Google says it loses $1 billion a year to false ad clicks

Google Inc. loses about $1 billion US a year to click fraud or other invalid click-throughs on its ad service, the company says.

Google Inc. loses about $1 billion US a year to "click fraud" or other invalid click-throughs on its ad service, the company says.

Advertisers have been asking Google for a clearer picture of the reach and effectiveness of their ads.

Google's AdWords service brings togetheradvertisers and websites willing to display their ads. Advertisers pay Google a fee based on the number of click-throughs, and site operators receive a commission for each time that avisitor clicks on an ad.
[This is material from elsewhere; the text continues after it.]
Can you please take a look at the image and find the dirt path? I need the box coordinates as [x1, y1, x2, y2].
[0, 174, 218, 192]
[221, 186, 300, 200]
Special software that can click on an ad repeatedly can be used to inflate a rival company's advertising costs or boost a site operator's own revenue gained from displaying the ads.

"Our invalid clicks rate — the activity rate — has remained in the range of less than 10 per cent of all clicks every quarter since we launched AdWords in 2002. At Google's current revenue rate, every percentage point of invalid clicks we throw out represents over $100 million [US per] year in potential revenue foregone," Shuman Ghosemajumder, Google's business product manager for trust and safety, wrote in a post to the company's Inside AdWords blog late Thursday.

Google does not charge its advertisers for clicks it determines to be invalid. For example, if 10 out of 100 clicks were excluded Google would not charge its advertisers for the invalid clicks, cutting into the company's revenue.

The Mountain View, Calif., internet search giant had previously come under fire after earlier reports that as much as a third of click-throughs on ads the company offered were false.

Google settled a click-fraud lawsuit in July 2006 for $90 million US, with $60 million in ad credits going to the claimants and $30 million paid to the plaintiffs' lawyers.

"Click fraud protection is something we take very seriously, and it requires a great deal of research and development to do effectively," Ghosemajumder said in the blog post.

"We are disclosing these network-wide figures in order to provide greater transparency to Google advertisers and the marketplace as a whole," he said, emphasizing that the "figures illustrate the significant level of proactive protection we provide, and how this has resulted in minimizing the actual impact of click fraud on advertisers."

3-stage system

Last year, Google launched a feature called the AdWords Report Center that shows advertisers how many clicks are being excluded.

In the blog post, the company explained that it determines which clicks are invalid through a three-stage system. Most of the illegitimate clicks are automatically detected analyzed and filtered out in the first stage, Ghosemajumder said.

The second part uses automatic and manual analysis of the AdSense network to weed out false clicks before they are logged to an advertiser's account.

The final aspect is investigation of alleged false clicks reported by an advertiser. Just 0.02 per cent of click-throughs that are ultimately excluded fall into this category, Ghosemajumder said.